Cancemi fece da vedetta alla squadra che piazzò e fece esplodere la bomba a Capaci che uccise Falcone, sua moglie e tre uomini della sua scorta sull’Autostrada A29. Cancemi inizialmente negò di aver partecipato all’omicidio di Borsellino, ma dovette ammettere il suo coinvolgimento quando altri due pentiti, Calogero Ganci e Giovan Battista Ferrante, lo chiamarono in causa nel 1996[2].
Cancemi ha descritto la celebrazione della vittoria seguita all’attentato di Capaci. Totò Riina ordinò dello champagne francese e mentre gli altri brindarono, Cancemi e un altro futuro pentito Santino Di Matteo si guardano scambiandosi una cupa valutazione su Riina e sul loro futuro: “Questo cornuto sarà la rovina di tutti noi”.
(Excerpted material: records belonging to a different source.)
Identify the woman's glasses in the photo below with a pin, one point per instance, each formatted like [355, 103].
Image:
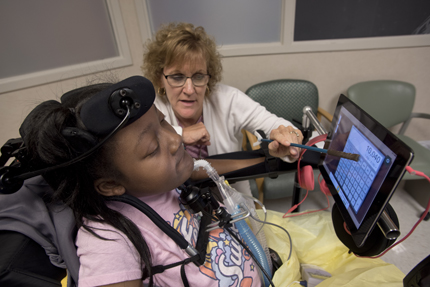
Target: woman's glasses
[178, 80]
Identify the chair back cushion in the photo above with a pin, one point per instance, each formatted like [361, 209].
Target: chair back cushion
[389, 102]
[286, 98]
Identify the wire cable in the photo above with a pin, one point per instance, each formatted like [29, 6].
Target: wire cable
[251, 254]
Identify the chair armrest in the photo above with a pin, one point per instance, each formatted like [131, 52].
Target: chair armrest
[325, 114]
[412, 116]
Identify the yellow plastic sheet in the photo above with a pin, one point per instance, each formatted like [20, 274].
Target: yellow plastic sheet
[315, 242]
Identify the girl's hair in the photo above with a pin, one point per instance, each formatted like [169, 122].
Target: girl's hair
[179, 43]
[74, 184]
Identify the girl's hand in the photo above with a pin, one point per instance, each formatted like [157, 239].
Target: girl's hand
[282, 137]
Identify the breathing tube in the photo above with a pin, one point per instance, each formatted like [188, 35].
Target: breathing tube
[233, 201]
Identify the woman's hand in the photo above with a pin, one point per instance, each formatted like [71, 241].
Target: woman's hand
[282, 137]
[196, 135]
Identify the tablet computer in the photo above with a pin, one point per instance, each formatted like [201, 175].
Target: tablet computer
[361, 189]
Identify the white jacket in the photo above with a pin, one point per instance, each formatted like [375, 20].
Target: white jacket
[225, 113]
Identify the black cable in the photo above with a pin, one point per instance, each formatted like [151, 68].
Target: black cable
[251, 254]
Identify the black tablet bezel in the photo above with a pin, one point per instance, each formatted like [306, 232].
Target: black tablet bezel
[404, 156]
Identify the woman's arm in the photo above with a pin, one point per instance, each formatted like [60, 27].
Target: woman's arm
[226, 165]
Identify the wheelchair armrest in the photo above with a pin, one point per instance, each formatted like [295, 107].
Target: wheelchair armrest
[412, 116]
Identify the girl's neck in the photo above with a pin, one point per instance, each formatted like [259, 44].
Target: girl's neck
[189, 122]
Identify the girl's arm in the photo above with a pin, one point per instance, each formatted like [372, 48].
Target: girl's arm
[133, 283]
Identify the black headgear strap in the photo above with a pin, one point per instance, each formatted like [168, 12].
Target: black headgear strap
[105, 113]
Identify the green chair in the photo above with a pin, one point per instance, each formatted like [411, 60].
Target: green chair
[285, 98]
[391, 103]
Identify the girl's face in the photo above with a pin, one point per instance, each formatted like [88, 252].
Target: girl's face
[150, 156]
[186, 101]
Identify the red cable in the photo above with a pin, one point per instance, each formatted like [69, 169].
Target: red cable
[309, 143]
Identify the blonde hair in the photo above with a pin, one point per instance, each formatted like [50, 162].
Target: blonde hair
[180, 43]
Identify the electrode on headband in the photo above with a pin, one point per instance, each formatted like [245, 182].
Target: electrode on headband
[104, 111]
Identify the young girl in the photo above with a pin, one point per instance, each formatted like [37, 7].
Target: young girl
[118, 245]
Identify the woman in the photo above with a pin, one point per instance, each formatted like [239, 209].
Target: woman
[185, 68]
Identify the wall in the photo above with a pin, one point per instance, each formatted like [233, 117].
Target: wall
[332, 72]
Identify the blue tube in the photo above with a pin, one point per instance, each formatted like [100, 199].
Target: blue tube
[255, 247]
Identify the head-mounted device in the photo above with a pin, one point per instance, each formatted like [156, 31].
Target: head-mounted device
[103, 115]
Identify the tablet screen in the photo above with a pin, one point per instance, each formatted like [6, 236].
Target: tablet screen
[362, 188]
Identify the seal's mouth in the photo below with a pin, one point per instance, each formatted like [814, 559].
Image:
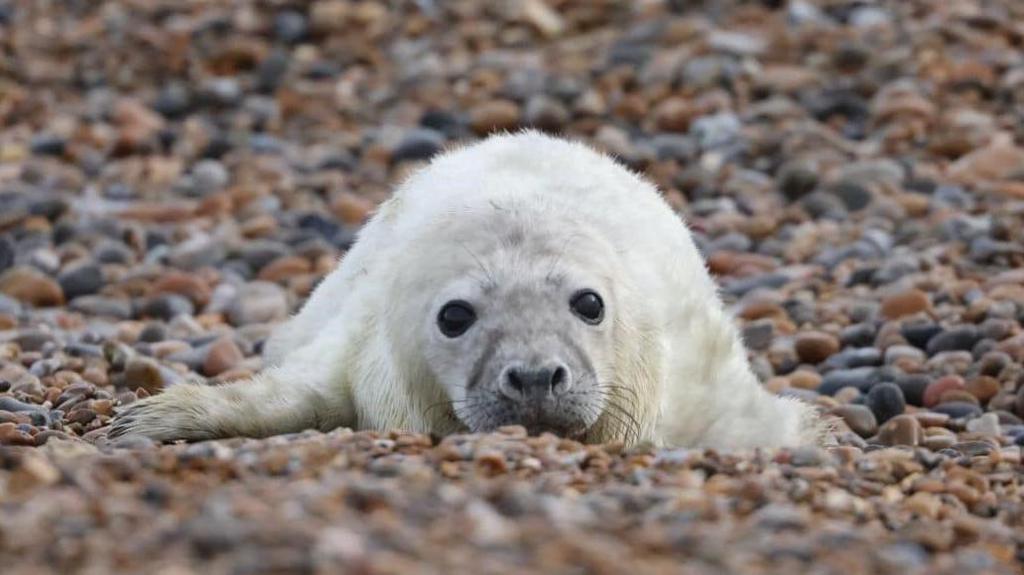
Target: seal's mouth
[565, 418]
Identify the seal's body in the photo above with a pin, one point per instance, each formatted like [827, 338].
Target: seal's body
[523, 279]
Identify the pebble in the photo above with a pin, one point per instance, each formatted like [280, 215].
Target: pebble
[905, 303]
[420, 144]
[901, 430]
[962, 338]
[494, 116]
[860, 419]
[221, 356]
[886, 401]
[81, 278]
[940, 387]
[815, 347]
[166, 307]
[31, 286]
[258, 302]
[957, 409]
[147, 374]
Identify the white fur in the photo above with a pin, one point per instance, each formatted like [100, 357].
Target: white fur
[339, 363]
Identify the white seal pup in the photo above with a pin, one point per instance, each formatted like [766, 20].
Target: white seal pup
[523, 279]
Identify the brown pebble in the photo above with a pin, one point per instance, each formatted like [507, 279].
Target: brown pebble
[984, 388]
[285, 268]
[933, 393]
[31, 286]
[222, 356]
[905, 303]
[805, 380]
[186, 284]
[901, 430]
[957, 395]
[815, 347]
[860, 419]
[494, 116]
[674, 115]
[10, 435]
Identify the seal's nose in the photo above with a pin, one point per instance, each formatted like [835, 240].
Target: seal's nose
[520, 383]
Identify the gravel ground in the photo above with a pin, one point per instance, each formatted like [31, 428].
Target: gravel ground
[175, 177]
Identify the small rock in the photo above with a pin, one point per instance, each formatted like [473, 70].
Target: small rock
[494, 116]
[859, 418]
[936, 390]
[962, 338]
[222, 355]
[258, 302]
[419, 144]
[148, 374]
[957, 409]
[987, 424]
[984, 388]
[886, 401]
[81, 278]
[166, 307]
[31, 286]
[905, 303]
[209, 176]
[901, 430]
[815, 347]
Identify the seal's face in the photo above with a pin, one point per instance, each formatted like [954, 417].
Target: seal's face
[522, 335]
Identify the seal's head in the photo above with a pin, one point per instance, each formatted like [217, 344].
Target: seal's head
[520, 327]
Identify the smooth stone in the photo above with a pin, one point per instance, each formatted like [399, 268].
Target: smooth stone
[898, 353]
[918, 334]
[957, 409]
[717, 132]
[221, 356]
[258, 302]
[987, 424]
[937, 388]
[6, 253]
[196, 253]
[857, 336]
[859, 418]
[854, 357]
[759, 335]
[48, 144]
[148, 374]
[418, 145]
[102, 306]
[901, 430]
[854, 195]
[166, 307]
[886, 401]
[962, 338]
[494, 116]
[209, 176]
[983, 388]
[913, 387]
[974, 448]
[81, 278]
[31, 286]
[815, 347]
[905, 303]
[859, 378]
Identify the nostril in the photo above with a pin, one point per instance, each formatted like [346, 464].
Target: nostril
[515, 380]
[559, 379]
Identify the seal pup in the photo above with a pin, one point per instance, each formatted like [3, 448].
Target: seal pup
[523, 279]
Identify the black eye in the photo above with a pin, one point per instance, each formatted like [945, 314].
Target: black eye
[588, 305]
[455, 318]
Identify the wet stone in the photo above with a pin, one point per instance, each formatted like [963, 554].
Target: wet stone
[886, 401]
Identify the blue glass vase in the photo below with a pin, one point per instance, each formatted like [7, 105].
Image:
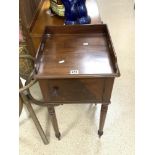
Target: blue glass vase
[75, 12]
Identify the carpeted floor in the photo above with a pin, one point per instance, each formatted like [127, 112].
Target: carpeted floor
[79, 123]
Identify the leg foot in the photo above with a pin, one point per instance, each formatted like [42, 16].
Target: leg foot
[52, 114]
[58, 136]
[103, 114]
[100, 133]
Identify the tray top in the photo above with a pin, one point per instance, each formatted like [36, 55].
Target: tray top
[73, 53]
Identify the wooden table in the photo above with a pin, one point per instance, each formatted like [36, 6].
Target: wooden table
[76, 64]
[43, 19]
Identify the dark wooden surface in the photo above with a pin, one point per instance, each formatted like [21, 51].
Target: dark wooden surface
[43, 19]
[96, 63]
[86, 48]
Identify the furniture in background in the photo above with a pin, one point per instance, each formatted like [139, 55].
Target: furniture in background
[26, 69]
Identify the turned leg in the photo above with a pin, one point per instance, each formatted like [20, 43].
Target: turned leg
[51, 111]
[34, 118]
[103, 113]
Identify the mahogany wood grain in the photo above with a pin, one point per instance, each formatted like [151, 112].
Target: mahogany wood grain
[43, 19]
[86, 48]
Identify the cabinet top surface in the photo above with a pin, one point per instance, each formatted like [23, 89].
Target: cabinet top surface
[44, 19]
[75, 51]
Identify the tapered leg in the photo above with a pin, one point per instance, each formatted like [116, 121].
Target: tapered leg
[103, 114]
[34, 118]
[52, 114]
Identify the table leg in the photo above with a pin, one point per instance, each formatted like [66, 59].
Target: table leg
[52, 114]
[34, 118]
[103, 113]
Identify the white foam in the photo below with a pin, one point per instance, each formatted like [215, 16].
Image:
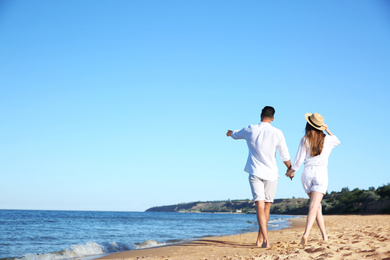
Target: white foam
[90, 249]
[149, 243]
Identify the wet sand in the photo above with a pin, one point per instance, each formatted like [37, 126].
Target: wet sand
[350, 237]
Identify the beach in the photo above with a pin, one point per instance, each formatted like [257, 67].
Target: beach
[350, 237]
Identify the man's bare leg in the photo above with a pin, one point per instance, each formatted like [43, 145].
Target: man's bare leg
[263, 210]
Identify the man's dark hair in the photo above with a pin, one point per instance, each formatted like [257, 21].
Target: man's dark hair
[268, 112]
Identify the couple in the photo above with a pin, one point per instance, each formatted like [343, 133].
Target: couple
[263, 141]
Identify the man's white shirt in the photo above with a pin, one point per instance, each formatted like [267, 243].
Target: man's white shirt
[263, 141]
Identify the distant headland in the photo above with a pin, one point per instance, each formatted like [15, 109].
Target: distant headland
[371, 201]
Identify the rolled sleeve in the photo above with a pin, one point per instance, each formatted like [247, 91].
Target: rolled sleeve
[300, 157]
[239, 134]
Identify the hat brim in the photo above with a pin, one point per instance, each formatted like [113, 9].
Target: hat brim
[322, 128]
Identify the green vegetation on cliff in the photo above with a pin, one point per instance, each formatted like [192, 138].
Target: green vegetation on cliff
[371, 201]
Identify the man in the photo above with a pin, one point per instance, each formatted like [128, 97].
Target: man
[263, 141]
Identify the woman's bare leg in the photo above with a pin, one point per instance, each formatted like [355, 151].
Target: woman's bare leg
[321, 223]
[315, 202]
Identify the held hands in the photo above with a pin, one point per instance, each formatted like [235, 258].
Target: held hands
[290, 173]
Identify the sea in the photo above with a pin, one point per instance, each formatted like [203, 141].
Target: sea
[43, 234]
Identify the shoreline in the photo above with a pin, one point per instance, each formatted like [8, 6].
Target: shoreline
[350, 237]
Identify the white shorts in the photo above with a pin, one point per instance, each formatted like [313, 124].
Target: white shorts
[262, 189]
[315, 178]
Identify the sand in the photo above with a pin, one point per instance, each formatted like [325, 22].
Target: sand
[350, 237]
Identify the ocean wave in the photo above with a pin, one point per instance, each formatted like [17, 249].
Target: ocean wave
[90, 249]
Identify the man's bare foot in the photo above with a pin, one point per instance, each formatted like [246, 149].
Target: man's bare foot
[303, 241]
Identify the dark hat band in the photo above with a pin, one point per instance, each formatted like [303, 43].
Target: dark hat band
[319, 126]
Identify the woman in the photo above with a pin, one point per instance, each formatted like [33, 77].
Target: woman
[314, 150]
Il 22 luglio 1993 Cancemi si consegnò spontaneamente ai Carabinieri di Piazza Verdi a Palermo, dichiarando che la mattina successiva avrebbe dovuto incontrarsi con il latitante Pietro Aglieri, capomandamento di Santa Maria di Gesù, per poi raggiungere Bernardo Provenzano in una località segreta, offrendosi di aiutarli ad organizzare una trappola; l’informazione però venne considerata non veritiera dai Carabinieri, i quali erano convinti che Provenzano fosse morto poiché dopo un decennio la moglie e i figli erano tornati a vivere e a lavorare a Corleone, decidendo quindi di non sfruttare l’occasione[1]. In seguito, Cancemi rese dichiarazioni sull’organizzazione delle stragi del ’92 e ’93, sulla trattativa Stato-mafia e sui rapporti dell’organizzazione con Marcello Dell’Utri e Silvio Berlusconi. Riina era stato arrestato il 15 gennaio di quell’anno e i suoi seguaci intensificarono la strategia terroristica avviata l’anno prima con l’uccisione di Falcone e Borsellino dopo la conferma della sentenza del Maxi Processo.